Both Gosselin and Jennifer Tolbert, the director of state health reform at the Kaiser Family Foundation, agreed that it would be incorrect to simply assume that the $5 billion in health insurance exchange grants is tantamount to spending on the website in the way Trump expressed it.
"It’s a different pot of money," Tolbert said. "It’s entirely separate from the money used to build the healthcare.gov website."
Is it true that healthcare.gov 'still doesn’t work'?
This part of Trump’s claim is easier to debunk. The proof is in the millions of Americans who have used the healthcare.gov website to obtain insurance coverage.
According to the most recent data released by HHS, covering the open-enrollment period between November 2014 to February 2015, a total of 11.7 million Americans selected or were automatically enrolled in an insurance plan for 2015 using the online marketplaces. Of that, 8.84 million signed up through the federal marketplace -- healthcare.gov -- with the remainder signing up through state-run websites. (These figures are not limited to those who have already made their first premium payment.)
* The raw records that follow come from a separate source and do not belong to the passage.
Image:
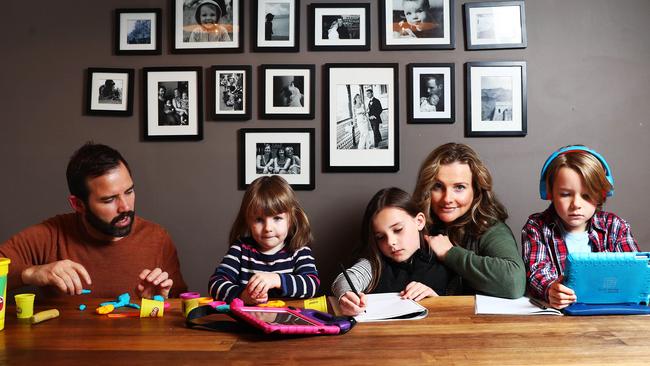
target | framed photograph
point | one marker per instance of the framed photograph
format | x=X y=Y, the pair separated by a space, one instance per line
x=287 y=91
x=496 y=99
x=361 y=125
x=109 y=92
x=288 y=152
x=207 y=26
x=275 y=25
x=173 y=103
x=339 y=27
x=231 y=92
x=494 y=25
x=430 y=93
x=138 y=32
x=417 y=24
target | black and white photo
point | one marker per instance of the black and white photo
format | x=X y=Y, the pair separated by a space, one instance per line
x=232 y=92
x=275 y=24
x=207 y=26
x=339 y=27
x=138 y=32
x=173 y=103
x=496 y=95
x=287 y=91
x=417 y=24
x=430 y=93
x=361 y=128
x=288 y=152
x=495 y=25
x=109 y=92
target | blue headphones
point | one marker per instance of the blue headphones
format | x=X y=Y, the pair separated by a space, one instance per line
x=542 y=181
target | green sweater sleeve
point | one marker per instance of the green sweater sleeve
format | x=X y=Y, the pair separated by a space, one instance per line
x=496 y=268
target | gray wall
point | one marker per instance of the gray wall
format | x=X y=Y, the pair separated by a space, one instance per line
x=588 y=82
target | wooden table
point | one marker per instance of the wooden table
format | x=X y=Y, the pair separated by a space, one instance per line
x=451 y=334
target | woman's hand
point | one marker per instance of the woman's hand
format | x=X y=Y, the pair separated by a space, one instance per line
x=417 y=291
x=439 y=244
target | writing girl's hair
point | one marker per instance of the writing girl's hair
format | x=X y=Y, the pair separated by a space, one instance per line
x=590 y=169
x=485 y=209
x=385 y=198
x=269 y=196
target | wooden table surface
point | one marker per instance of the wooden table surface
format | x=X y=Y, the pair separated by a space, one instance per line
x=451 y=334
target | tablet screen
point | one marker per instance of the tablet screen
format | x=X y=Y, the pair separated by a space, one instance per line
x=275 y=317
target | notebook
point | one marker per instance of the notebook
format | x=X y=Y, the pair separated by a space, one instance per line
x=386 y=307
x=609 y=278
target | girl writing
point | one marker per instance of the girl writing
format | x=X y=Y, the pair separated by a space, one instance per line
x=468 y=233
x=395 y=256
x=269 y=256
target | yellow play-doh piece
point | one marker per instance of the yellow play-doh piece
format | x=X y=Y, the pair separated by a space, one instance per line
x=317 y=303
x=105 y=309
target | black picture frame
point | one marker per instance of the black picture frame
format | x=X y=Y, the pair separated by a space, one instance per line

So, clearly, the site is working.
This isn’t to say the system is working 100 percent perfectly. "There are some remaining issues, especially for certain populations, such as immigrants and people for whom it's difficult to verify their identity or income using electronic data," Tolbert said. "This can include people who have not been in the country very long or who haven’t yet worked long enough to establish a work and income history."
Still, the site appears to be functioning well in most cases. "Since the troublesome launch of healthcare.gov, (the government) has taken various actions to address the problems that impeded the initial use of the website and its supporting systems," the Government Accountability Office, Congress’ investigative arm, concluded in a March 2015 report.
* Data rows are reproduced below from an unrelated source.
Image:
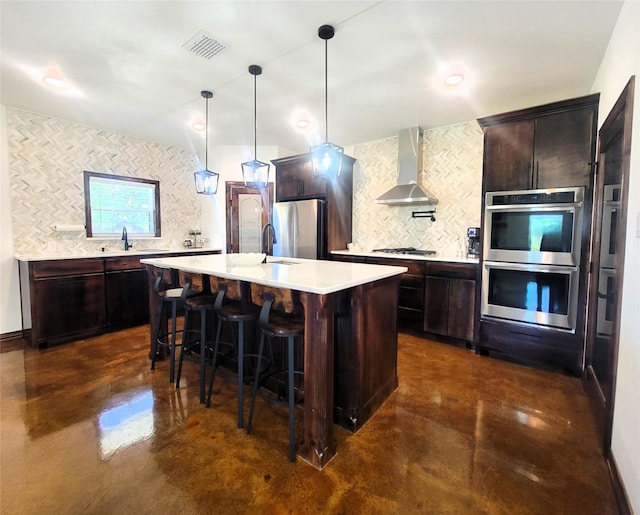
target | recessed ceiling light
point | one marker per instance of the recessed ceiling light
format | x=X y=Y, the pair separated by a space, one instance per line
x=454 y=79
x=54 y=82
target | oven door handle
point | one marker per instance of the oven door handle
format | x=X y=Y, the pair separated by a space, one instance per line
x=535 y=207
x=502 y=265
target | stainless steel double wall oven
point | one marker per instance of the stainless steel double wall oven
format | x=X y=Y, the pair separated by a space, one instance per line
x=531 y=256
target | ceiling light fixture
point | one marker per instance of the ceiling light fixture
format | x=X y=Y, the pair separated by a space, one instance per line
x=255 y=172
x=454 y=80
x=54 y=82
x=206 y=180
x=327 y=157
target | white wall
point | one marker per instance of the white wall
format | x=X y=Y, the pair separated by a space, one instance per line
x=10 y=317
x=621 y=61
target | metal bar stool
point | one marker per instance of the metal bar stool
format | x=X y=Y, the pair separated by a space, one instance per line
x=283 y=323
x=171 y=300
x=196 y=348
x=233 y=312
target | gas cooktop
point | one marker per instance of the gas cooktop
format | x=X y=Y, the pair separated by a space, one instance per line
x=407 y=250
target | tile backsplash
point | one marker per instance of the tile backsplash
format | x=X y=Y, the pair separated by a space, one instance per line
x=47 y=157
x=452 y=172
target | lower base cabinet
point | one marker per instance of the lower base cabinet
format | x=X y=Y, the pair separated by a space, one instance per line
x=449 y=307
x=68 y=299
x=434 y=297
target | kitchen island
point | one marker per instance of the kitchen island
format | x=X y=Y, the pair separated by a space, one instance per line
x=350 y=343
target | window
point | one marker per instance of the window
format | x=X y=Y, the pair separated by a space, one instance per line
x=113 y=202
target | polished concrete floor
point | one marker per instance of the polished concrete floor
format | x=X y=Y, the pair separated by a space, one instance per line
x=87 y=428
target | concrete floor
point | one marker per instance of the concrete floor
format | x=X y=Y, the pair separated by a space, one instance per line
x=87 y=428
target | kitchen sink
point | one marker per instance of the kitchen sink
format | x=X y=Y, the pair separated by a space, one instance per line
x=283 y=262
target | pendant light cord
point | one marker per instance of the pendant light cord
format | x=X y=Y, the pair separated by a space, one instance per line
x=326 y=92
x=255 y=118
x=206 y=134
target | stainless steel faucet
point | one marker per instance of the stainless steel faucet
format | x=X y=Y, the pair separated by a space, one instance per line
x=125 y=238
x=268 y=228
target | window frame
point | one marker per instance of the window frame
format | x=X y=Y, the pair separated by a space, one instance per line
x=89 y=176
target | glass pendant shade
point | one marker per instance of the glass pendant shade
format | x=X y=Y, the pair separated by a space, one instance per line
x=206 y=180
x=327 y=159
x=255 y=172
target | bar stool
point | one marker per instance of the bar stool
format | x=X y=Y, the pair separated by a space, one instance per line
x=284 y=323
x=171 y=300
x=234 y=313
x=195 y=349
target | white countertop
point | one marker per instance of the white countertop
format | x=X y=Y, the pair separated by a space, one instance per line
x=413 y=257
x=53 y=256
x=308 y=275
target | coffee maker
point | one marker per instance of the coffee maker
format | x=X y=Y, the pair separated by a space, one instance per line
x=473 y=242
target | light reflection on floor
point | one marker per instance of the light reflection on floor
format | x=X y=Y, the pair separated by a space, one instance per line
x=126 y=424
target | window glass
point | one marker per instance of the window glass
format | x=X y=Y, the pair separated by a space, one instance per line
x=114 y=202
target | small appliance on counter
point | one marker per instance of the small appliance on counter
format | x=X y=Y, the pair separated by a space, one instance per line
x=473 y=242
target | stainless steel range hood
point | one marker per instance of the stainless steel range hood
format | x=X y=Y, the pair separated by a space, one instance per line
x=408 y=192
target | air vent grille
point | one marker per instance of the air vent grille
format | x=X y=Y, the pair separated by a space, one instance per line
x=204 y=45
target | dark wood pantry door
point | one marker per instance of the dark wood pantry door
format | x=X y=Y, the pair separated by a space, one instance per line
x=248 y=210
x=601 y=359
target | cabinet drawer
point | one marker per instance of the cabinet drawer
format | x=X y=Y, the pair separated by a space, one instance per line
x=452 y=270
x=40 y=269
x=125 y=263
x=414 y=267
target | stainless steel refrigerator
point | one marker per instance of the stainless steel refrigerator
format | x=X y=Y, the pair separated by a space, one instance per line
x=300 y=229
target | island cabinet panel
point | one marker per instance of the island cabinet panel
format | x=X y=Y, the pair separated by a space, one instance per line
x=549 y=146
x=365 y=363
x=66 y=302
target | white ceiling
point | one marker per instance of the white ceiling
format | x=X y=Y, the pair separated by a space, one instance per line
x=386 y=63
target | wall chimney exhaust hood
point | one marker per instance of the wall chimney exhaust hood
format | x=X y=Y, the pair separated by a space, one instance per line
x=408 y=192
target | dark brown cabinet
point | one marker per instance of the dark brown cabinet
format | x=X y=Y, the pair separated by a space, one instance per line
x=67 y=299
x=450 y=291
x=295 y=181
x=549 y=146
x=546 y=147
x=66 y=302
x=410 y=291
x=435 y=297
x=126 y=292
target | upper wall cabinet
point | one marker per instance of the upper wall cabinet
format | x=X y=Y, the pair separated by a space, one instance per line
x=550 y=146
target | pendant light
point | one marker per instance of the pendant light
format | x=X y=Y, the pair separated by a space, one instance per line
x=206 y=180
x=255 y=172
x=327 y=157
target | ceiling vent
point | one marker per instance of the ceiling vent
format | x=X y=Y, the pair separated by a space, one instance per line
x=204 y=45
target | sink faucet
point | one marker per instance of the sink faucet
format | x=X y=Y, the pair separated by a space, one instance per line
x=125 y=238
x=268 y=229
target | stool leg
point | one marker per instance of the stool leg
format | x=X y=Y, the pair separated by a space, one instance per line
x=214 y=358
x=256 y=383
x=203 y=346
x=292 y=402
x=240 y=374
x=154 y=348
x=187 y=315
x=172 y=354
"Operationally, the website works for the most part," said Tolbert of Kaiser. "It’s in much better shape than it was during the first few months of open enrollment."
Trump said "the $5 billion website for Obamacare … never worked. Still doesn't work." But experts say that, using the most reasonable definitions, Trump overstates the amount of money spent to create and fix healthcare.gov, and his claim that the website isn’t working -- and never did -- is debunked by the fact that millions of Americans have signed up for insurance through the site, even if some more limited glitches remain. We rate the claim False.